Created on 02-08-2017 06:35 AM - edited 09-16-2022 04:02 AM
In hive, One of my column data contains Pipe as the part of the data('|'), however, while exporting data from this table, we need to export the data as the pipe('|') as the delimiter between each fields, How to handle if the delimiters as part of the data while creating the flat file from the hive table.
Created 02-08-2017 07:40 AM
Can you enclose your data fields in double quotes, "", when exporting to HDFS?
For example:
"Field1|Test"|"Field2|Test"|"Field3|Test"
Notice how I have pipe (|) as the delimiter and it is also part of the column data, but my columns are enclosed in double quotes.
Then use the OpenCSV Serde when creating the DDL for your Hive table.
For example, if I wanted to create a Hive table for the sample record above, and the file is already in a directory named 'test' in HDFS, then my DDL statement would be:
create external table my_table (
field1 string,
field2 string,
field3 string)
ROW FORMAT SERDE 'org.apache.hadoop.hive.serde2.OpenCSVSerde' WITH SERDEPROPERTIES (
"separatorChar" = "|",
"quoteChar" = "\""
)
LOCATION '/test/';
Now you can query the table and Hive will correctly display the data.
Created 02-09-2017 03:03 AM
Thanks and Yah .. Open Csv serde will do it.However, i am looking if there any other alternatives.

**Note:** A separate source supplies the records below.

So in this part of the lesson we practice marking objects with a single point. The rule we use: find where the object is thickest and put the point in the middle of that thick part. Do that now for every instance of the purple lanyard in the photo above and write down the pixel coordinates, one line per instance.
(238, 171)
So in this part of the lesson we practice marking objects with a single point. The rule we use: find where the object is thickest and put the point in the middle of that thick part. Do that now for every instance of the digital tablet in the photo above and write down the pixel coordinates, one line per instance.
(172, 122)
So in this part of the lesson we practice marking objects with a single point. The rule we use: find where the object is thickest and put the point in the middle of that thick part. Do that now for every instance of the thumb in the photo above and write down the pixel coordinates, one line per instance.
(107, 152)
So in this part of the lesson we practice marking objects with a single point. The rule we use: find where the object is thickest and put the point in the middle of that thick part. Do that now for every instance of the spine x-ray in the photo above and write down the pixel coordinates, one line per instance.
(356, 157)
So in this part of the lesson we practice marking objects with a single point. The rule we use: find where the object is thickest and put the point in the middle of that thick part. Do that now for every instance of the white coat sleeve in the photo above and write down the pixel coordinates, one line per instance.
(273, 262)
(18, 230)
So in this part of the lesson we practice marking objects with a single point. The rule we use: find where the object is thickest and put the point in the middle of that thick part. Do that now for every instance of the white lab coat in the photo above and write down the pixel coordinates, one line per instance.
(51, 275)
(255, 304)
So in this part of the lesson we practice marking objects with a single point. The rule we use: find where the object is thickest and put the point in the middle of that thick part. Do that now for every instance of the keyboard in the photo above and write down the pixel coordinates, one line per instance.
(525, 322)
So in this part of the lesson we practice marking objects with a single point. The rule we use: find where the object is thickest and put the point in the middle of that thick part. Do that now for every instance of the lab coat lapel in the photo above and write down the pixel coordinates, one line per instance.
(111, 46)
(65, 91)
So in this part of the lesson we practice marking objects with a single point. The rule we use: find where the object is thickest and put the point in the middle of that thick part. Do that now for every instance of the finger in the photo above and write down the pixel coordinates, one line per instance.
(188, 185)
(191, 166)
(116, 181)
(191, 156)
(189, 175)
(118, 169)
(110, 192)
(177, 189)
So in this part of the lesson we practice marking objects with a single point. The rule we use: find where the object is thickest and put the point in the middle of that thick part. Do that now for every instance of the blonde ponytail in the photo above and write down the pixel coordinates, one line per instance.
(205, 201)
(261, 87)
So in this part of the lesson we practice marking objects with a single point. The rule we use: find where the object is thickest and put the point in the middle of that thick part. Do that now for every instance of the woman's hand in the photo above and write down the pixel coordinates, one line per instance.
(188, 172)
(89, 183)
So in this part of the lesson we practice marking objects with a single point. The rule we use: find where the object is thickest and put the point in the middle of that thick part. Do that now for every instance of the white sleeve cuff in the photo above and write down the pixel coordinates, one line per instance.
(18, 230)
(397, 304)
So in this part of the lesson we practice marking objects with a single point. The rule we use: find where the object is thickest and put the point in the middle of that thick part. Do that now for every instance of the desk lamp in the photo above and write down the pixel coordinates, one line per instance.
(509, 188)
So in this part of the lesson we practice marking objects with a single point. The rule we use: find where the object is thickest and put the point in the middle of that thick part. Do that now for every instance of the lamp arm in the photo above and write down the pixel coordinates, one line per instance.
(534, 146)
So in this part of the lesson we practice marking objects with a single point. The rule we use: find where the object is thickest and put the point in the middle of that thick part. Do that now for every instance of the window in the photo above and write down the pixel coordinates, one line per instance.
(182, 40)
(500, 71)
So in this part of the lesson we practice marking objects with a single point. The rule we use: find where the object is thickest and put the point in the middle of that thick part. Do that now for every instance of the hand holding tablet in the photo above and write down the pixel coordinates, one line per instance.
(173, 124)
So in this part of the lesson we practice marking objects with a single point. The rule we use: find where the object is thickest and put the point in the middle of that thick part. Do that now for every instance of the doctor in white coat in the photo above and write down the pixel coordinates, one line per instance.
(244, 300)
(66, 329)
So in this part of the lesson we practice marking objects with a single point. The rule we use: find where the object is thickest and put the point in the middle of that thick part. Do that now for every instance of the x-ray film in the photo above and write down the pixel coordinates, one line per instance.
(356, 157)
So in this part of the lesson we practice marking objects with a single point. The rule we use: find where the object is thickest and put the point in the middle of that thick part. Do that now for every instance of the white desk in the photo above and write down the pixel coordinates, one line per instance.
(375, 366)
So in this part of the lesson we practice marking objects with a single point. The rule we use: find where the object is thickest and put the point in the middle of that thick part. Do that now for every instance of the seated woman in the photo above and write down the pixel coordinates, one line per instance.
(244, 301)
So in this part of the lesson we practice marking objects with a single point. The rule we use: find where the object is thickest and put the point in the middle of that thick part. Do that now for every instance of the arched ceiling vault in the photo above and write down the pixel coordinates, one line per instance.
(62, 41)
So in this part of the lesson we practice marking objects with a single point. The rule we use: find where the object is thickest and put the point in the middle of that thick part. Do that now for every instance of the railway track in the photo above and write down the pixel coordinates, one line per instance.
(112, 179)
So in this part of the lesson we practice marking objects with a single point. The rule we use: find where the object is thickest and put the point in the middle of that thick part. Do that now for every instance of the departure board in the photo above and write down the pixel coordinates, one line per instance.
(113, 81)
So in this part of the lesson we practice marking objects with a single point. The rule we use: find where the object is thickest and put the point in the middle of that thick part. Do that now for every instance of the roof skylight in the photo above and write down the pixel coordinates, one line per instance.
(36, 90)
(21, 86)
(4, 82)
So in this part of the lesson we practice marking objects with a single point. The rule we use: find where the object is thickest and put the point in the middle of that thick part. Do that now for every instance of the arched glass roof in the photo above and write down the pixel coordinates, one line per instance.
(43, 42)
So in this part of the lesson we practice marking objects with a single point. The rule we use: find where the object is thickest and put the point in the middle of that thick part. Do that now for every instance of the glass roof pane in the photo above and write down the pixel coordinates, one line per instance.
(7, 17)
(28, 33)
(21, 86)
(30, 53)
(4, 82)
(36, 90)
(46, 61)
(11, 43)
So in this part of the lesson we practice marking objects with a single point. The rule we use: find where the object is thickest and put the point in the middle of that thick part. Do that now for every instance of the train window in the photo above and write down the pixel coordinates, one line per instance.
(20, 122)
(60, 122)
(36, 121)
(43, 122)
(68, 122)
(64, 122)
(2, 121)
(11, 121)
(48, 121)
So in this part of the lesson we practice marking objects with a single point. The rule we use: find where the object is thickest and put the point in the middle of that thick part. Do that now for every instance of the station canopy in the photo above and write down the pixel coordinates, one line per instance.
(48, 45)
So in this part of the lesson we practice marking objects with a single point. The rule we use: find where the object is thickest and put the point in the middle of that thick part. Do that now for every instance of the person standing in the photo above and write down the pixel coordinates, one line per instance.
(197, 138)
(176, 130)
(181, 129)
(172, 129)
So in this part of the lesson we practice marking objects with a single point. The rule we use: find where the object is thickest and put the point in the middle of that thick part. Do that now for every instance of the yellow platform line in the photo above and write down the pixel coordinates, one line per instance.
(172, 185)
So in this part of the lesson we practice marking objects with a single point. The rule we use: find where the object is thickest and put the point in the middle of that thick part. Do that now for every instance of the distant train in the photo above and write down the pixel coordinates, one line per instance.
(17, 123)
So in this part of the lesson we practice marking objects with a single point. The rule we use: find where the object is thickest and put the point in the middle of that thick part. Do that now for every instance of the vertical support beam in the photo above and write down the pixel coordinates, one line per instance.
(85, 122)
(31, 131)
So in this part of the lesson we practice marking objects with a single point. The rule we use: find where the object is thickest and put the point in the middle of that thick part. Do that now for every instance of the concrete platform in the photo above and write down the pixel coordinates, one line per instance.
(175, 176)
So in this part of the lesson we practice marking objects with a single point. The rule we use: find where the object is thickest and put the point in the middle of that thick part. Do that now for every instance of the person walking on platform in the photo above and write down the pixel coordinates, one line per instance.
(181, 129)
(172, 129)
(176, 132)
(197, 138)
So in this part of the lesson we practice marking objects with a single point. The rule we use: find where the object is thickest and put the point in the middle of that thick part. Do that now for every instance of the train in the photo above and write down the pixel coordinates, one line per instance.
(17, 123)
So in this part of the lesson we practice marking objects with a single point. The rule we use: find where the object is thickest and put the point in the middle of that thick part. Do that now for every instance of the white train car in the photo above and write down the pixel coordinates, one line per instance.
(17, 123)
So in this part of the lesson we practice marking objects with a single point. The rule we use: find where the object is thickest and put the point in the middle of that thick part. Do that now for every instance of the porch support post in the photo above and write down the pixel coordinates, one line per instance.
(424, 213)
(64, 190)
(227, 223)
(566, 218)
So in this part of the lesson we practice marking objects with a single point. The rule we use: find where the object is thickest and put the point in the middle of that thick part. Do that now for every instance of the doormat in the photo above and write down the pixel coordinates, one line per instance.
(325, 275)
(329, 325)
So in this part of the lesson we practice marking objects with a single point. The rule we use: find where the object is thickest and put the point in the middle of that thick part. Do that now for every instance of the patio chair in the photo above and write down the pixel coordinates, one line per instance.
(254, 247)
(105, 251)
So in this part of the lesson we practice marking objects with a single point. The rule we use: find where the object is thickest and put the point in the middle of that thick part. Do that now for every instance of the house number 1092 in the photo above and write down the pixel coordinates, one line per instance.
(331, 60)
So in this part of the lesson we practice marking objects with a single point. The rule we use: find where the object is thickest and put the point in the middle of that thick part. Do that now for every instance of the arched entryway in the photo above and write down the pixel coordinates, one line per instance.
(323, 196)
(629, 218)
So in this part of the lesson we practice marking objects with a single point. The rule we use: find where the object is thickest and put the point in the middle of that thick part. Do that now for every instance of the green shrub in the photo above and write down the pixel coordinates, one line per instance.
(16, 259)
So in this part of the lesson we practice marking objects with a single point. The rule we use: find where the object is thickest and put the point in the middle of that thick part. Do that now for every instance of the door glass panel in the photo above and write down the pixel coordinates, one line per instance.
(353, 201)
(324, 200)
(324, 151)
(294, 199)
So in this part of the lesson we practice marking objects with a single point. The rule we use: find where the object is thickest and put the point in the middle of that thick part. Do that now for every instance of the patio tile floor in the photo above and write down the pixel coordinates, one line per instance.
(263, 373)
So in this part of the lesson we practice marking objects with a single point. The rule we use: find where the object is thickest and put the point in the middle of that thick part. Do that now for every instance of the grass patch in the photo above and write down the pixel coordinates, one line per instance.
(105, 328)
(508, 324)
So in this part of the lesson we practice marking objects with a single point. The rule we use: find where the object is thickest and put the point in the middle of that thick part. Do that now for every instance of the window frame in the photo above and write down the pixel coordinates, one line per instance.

Created 02-11-2017 12:21 AM
Could you let me know if the data is not in Quto's, How to Handle it and below is the example
column 1| column 2
first|second|last
In the above example the first|second are actually one column.
Could you let me know how to handle if the data is not in quoto's and if the delimiter is part of the data.
Any suggestion or help is appreciated.
Created 03-20-2017 07:14 PM
Hi Reddy.. Choose a delimiter which will not used easily in a data. Choose unicode as delimiter it will solve your issue. 90% of the data will not contain unicode. (row format delimited Fields terminated by '/u0001') . In your case export the the data with '/u0001' as delimiter and then insert into a hive table which has delimiter as '|'